It’s been a wild start to the year for Australian mining stocks, mirroring broader sentiment towards the outlook for the Chinese economy.
Earlier in the year they were smashed, weighed down by the combination of weaker commodity prices and heightened fears that the Chinese economy was beginning to unravel.
Then, seemingly in the blink of an eye, everything was good again.
The US dollar weakened on the back of lower US rate hike expectations, boosting commodity prices, just as Chinese economic activity accelerated on the back of a wave of credit-fueled construction spending.
Mining stocks soared higher in response, recording some eye-watering gains in recent months. From late January, shares in BHP Billiton are up 45%, outpacing a 39% increase for those in Rio Tinto. Making those gains look tiny, shares in Fortescue Metals have surged by a near-unbelievable 129%.
Commodities have rebounded, and mining stocks have followed suit. The question are now pondering is how long the upswing can last.
While others may disagree, Tim Baker and Joseph Kim, equity analysts at Deutsche Bank Australia, think there are better opportunities out there besides the miners, suggesting that while strength in commodities implies very large earnings upgrades, this is largely factored into share prices.
They also cast doubt on some of the factors that have driven the resurgence in commodity markets — tight supply and Chinese fiscal spending.
“We don’t expect spot commodity prices to persist anyway. For iron ore, Australian supply growth has been flattish in recent months, but is set to pick up from here,” they note.
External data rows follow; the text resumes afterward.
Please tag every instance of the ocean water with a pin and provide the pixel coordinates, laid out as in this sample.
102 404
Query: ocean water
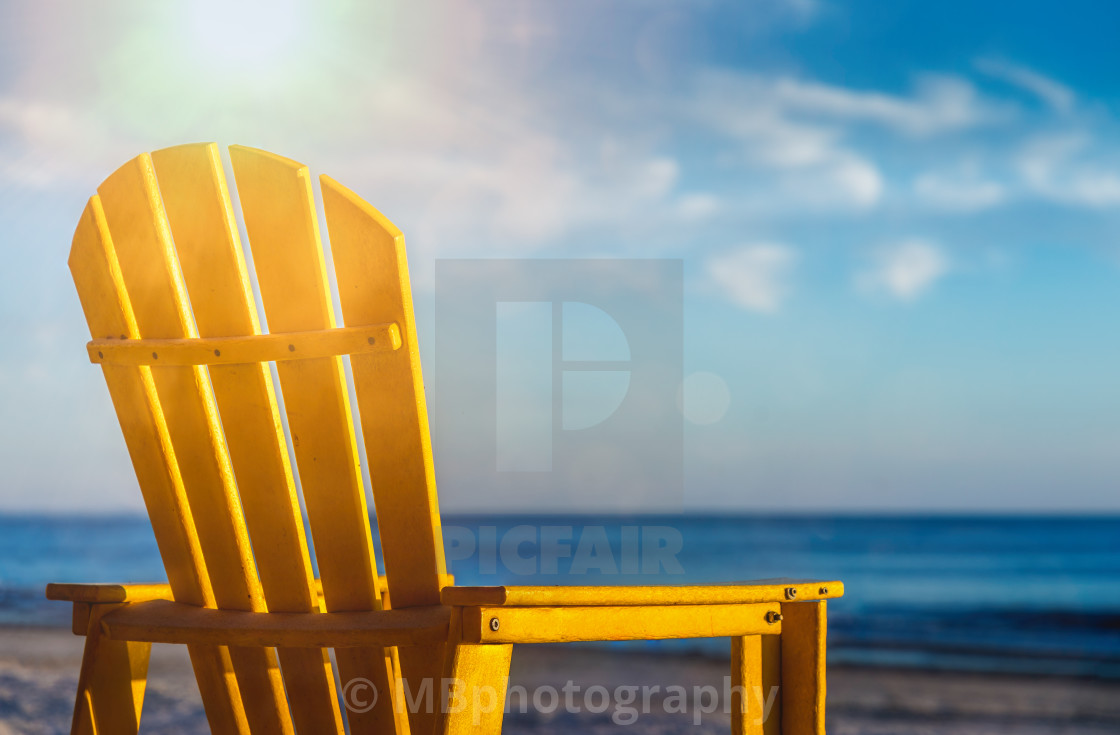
1020 594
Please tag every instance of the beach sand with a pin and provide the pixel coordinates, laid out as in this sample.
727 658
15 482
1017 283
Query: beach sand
38 675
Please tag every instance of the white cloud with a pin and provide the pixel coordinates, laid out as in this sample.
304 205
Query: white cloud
959 193
1055 167
906 270
939 104
1050 91
755 277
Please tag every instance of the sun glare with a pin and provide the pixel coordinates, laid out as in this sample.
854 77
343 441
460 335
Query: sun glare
245 36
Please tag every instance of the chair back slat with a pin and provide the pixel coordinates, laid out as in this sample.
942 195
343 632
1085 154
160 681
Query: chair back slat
373 285
150 271
282 228
198 210
109 314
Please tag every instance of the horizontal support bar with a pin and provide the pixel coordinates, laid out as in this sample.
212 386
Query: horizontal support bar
257 347
102 593
166 622
764 591
625 623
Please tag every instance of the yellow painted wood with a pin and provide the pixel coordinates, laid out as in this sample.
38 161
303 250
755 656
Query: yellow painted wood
93 593
141 238
160 621
373 285
746 592
262 347
136 593
80 617
474 686
111 684
756 681
605 623
109 312
803 685
199 213
280 220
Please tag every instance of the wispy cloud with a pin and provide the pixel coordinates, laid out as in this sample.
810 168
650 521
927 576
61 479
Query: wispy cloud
1066 168
939 104
1050 91
959 192
904 271
755 277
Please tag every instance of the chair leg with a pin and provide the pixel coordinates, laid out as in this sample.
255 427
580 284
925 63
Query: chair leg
803 687
476 688
475 679
756 676
111 684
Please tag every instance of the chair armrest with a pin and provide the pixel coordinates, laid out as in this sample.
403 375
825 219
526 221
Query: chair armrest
763 591
102 594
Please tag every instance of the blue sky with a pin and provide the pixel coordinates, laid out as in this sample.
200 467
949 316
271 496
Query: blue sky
898 221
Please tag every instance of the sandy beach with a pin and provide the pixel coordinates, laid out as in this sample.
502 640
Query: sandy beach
38 673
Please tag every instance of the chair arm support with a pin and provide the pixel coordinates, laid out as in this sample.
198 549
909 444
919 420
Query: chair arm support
763 591
162 621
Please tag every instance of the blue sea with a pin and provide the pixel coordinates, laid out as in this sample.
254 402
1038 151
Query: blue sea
1017 594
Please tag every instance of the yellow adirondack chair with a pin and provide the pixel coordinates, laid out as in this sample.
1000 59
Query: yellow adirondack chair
164 284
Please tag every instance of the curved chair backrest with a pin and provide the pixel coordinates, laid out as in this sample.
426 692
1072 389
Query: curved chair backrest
162 280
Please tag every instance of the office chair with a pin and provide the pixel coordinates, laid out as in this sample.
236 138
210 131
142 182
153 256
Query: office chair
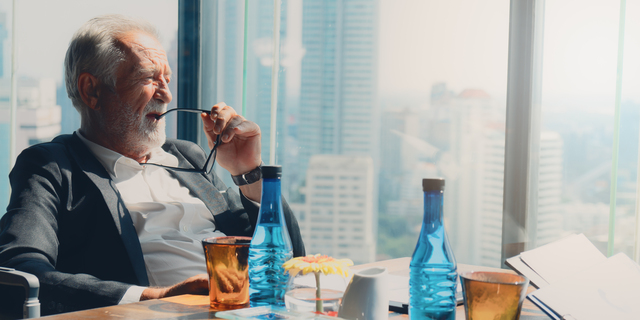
31 285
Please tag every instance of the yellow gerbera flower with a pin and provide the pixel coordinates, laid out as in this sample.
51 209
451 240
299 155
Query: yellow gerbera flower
318 263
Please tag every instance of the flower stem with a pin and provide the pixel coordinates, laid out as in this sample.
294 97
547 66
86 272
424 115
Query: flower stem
319 307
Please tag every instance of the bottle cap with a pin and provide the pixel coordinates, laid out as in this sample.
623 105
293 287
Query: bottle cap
271 172
433 184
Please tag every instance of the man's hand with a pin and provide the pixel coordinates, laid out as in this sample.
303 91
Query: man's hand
198 284
239 151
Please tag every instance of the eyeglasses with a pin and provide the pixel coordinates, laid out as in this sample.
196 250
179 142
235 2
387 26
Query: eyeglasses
211 160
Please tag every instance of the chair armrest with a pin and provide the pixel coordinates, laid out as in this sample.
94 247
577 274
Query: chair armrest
12 277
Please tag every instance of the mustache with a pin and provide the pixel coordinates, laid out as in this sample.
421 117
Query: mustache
155 106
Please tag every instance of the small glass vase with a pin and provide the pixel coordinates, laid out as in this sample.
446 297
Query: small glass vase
304 299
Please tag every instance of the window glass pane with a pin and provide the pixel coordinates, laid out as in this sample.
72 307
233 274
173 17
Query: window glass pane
578 108
373 97
5 100
44 29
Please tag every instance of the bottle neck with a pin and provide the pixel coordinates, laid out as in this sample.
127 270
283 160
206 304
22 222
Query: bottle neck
271 202
433 203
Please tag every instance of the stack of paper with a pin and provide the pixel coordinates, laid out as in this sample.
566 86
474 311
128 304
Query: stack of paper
577 282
“On the demand side, the upturn in Chinese property is certainly supportive. But this has required large amounts of stimulus, and Deutsche Bank economists expect policy settings to go back to neutral around mid-year. This suggests a slowing in second-half growth.”
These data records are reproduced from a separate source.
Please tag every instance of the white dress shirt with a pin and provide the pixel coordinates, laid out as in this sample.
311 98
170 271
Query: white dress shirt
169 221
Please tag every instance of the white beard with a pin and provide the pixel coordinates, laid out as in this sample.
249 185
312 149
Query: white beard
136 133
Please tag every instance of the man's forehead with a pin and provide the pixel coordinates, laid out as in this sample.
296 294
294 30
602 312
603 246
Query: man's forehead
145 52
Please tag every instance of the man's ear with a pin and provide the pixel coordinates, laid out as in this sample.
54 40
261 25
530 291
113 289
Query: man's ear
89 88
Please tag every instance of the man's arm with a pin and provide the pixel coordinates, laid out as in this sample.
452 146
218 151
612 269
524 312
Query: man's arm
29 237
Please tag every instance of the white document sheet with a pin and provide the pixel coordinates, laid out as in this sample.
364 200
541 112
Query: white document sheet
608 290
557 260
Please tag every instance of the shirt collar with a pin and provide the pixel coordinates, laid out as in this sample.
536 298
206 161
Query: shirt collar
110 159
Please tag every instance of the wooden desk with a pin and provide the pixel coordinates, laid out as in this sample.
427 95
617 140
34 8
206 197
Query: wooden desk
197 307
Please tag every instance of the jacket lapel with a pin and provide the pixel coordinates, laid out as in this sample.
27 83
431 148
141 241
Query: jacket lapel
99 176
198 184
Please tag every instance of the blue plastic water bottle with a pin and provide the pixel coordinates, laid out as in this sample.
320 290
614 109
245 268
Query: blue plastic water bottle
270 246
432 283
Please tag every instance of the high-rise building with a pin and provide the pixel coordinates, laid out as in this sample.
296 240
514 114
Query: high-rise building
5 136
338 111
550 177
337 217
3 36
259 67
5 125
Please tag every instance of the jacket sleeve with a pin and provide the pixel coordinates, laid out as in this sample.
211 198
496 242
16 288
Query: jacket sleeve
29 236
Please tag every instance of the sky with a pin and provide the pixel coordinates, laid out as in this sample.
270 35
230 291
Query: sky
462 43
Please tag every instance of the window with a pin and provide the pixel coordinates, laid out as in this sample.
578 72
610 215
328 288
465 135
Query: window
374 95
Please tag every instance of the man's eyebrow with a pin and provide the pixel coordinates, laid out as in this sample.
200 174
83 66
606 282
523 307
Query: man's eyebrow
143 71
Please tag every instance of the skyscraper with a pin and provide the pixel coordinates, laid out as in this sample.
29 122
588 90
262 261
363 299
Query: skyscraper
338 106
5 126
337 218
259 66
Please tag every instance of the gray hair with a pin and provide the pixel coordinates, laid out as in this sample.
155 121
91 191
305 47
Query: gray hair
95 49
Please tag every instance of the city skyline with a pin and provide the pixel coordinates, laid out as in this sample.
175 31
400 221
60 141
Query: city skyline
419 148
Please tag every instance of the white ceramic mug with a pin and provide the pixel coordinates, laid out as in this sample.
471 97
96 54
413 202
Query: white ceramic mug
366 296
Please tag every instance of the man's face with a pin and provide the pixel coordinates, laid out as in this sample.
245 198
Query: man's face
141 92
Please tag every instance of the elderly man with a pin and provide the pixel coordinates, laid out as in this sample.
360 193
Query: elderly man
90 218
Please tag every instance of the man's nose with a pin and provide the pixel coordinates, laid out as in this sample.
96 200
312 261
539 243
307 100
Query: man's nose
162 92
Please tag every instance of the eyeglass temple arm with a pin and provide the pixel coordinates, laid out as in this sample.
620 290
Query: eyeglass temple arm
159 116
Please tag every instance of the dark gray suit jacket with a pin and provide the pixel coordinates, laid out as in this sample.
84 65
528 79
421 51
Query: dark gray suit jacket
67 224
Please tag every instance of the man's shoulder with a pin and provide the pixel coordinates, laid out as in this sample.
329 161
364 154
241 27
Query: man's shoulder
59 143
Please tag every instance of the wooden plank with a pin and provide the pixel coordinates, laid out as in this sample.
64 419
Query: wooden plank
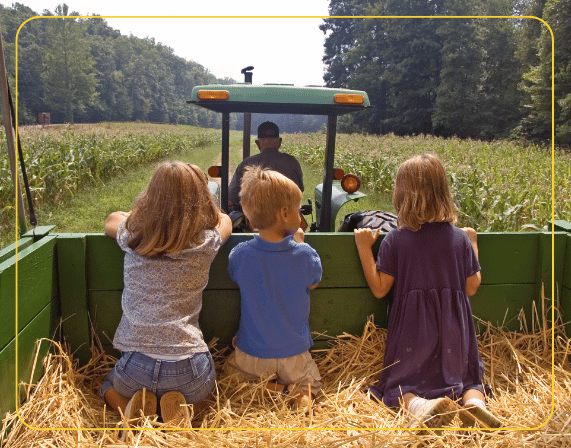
565 306
35 267
42 326
107 275
105 313
345 310
10 251
508 257
505 258
566 280
71 255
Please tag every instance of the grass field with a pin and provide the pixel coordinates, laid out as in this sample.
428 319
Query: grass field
78 174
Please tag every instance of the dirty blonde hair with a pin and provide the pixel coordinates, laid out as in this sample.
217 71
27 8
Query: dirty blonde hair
422 194
263 192
172 212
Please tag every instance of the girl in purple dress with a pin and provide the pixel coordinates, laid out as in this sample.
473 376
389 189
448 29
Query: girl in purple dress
431 356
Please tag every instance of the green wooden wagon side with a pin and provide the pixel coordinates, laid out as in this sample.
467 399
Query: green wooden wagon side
77 279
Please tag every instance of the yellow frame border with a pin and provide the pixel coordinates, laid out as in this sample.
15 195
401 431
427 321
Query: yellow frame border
314 17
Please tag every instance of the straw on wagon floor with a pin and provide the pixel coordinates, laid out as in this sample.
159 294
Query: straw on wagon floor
518 368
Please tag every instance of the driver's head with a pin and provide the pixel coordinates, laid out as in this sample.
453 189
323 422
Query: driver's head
264 192
268 136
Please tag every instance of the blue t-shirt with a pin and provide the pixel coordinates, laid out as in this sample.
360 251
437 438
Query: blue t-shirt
274 281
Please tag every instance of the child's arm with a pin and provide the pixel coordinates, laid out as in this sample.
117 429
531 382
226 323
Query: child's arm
473 282
299 237
224 227
113 221
379 282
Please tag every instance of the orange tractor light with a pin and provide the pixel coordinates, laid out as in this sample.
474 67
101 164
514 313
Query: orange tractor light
349 98
214 171
350 183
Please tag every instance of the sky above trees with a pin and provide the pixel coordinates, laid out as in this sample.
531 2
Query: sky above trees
281 50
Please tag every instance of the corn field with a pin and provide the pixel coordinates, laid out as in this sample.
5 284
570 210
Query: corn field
61 161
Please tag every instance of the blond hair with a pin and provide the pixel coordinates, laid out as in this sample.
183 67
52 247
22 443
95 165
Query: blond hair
422 194
172 212
263 192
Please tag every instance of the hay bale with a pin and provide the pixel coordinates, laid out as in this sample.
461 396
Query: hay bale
523 368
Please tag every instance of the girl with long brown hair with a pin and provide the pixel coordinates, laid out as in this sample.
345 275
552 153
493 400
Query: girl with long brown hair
431 356
170 238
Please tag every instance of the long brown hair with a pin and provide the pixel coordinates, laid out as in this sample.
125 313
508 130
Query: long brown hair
172 211
422 193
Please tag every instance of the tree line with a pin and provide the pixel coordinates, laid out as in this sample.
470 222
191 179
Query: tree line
484 78
82 70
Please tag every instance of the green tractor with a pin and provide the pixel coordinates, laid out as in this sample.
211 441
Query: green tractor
246 98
A lot of stimulus indeed, as shown in this excellent, and to some terrifying, chart showing China’s ballooning debt-to-GDP ratio below.
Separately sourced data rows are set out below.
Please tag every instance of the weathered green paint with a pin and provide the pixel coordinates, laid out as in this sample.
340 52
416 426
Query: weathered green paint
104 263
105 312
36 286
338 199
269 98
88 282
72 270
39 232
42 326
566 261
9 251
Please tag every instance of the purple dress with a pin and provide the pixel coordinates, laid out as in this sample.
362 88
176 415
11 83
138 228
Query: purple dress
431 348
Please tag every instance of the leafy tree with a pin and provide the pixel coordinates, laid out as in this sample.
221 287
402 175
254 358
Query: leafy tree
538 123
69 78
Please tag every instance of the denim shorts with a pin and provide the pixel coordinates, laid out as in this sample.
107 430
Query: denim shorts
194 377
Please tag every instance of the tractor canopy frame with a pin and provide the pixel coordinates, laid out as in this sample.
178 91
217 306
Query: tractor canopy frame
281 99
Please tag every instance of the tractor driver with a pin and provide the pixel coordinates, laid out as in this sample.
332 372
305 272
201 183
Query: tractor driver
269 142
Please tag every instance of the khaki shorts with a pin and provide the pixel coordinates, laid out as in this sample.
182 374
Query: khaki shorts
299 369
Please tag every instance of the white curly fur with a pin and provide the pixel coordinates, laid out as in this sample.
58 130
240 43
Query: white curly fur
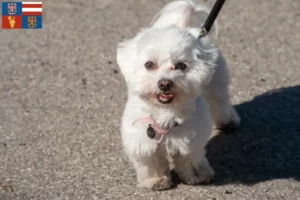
200 95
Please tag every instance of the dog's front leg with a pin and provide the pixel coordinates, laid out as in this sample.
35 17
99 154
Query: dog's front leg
153 171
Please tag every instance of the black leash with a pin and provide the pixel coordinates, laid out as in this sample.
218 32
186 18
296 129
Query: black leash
211 18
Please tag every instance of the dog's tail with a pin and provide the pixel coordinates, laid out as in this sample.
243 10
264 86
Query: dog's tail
179 13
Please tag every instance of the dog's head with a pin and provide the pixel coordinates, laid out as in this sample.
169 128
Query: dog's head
166 66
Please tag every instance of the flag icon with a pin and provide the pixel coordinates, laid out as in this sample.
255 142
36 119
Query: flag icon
32 8
22 15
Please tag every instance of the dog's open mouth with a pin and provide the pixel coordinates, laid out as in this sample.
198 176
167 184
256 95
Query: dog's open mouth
165 97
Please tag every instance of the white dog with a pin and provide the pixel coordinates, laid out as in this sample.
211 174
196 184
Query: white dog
171 75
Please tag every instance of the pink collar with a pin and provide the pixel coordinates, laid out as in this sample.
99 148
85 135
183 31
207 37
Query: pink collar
158 129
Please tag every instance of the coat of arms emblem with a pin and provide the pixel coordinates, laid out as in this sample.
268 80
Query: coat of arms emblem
32 21
11 8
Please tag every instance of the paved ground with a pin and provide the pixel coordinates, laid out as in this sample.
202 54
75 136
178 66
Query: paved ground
61 97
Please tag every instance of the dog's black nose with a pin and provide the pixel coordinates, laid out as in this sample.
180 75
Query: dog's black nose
165 84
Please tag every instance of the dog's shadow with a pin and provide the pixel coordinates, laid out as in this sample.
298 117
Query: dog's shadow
267 145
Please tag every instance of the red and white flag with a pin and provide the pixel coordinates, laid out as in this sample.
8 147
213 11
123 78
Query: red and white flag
32 8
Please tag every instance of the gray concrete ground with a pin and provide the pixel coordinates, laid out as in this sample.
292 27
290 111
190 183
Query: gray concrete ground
61 97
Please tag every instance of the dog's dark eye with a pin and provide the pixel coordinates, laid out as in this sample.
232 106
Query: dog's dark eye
180 66
149 65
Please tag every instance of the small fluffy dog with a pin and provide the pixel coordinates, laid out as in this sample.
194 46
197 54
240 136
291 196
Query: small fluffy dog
177 86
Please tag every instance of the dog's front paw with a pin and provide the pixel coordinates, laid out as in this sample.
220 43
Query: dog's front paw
198 175
157 183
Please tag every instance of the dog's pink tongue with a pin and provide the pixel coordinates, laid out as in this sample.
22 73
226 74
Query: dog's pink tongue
166 96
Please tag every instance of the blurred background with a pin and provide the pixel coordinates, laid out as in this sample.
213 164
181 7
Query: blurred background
62 96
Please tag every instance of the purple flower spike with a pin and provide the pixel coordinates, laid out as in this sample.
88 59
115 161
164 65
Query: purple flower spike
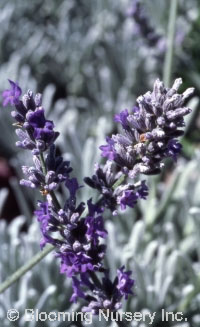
12 96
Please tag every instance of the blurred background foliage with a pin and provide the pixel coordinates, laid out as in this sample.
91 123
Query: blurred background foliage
91 59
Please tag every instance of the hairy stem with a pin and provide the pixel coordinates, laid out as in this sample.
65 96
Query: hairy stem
170 43
40 255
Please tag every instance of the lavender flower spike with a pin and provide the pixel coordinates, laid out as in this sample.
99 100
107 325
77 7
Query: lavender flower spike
150 131
12 96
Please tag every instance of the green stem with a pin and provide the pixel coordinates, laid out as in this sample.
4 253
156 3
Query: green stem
44 169
40 255
21 271
170 43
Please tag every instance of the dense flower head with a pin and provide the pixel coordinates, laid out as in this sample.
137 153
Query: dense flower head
57 171
150 134
38 132
150 131
79 246
12 96
125 195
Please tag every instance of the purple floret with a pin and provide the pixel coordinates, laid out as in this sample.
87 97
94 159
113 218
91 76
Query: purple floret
12 96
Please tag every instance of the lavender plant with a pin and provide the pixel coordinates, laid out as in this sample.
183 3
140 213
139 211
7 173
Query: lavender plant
76 230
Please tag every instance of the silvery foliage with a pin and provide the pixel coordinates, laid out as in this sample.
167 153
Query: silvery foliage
42 288
92 52
162 249
100 66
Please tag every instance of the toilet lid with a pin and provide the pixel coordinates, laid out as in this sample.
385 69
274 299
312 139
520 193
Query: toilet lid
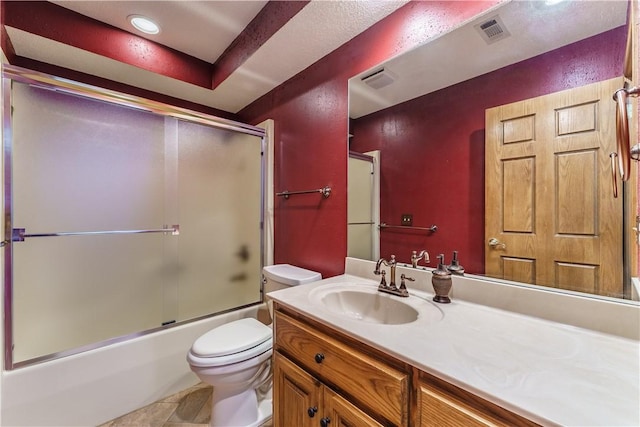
230 338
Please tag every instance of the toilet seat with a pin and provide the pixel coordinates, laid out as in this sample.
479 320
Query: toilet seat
232 342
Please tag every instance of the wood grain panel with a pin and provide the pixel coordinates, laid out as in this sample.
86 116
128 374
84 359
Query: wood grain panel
297 391
518 129
444 405
518 184
343 414
576 119
519 269
577 277
370 383
574 217
576 193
The surge in credit growth in the first three months of the year — the largest quarterly increase on record — has certainly helped the nation’s property market, and as a consequence commodity prices.
However, how long this can last with the enormous levels of unsold housing inventory that litter smaller Chinese cities —estimated to be four years worth according to analysts at ANZ — remains debatable.
Instead of banking on a long-lasting, stimulus-driven infrastructure boom to drive Chinese economic growth, Baker and Kim believe that investors should instead look at stocks that will benefit from an upswing in Australian economic conditions.
“The missing piece of the domestic recovery has been business capex. Outside of resources it’s been flattish, and recent building approvals data give no hint of a pick-up. But there are green shoots elsewhere,” they note.
“Capacity utilization has risen to a five-year high, which should lead to more capex. And motor vehicle sales to business are growing at a 10% clip. We’d also note that very low inflation provides scope for RBA rate cuts to support the domestic recovery if needed.”
As a result of this view, Deutsche are “overweight stocks that benefit from the firming domestic cycle”.
“We note that Harvey Norman and Qantas have underperformed in the past month, and like the value on offer here.”
“We remain underweight mining. Our model portfolio has an underweight position in BHP, a minor overweight in Rio, and nothing else.”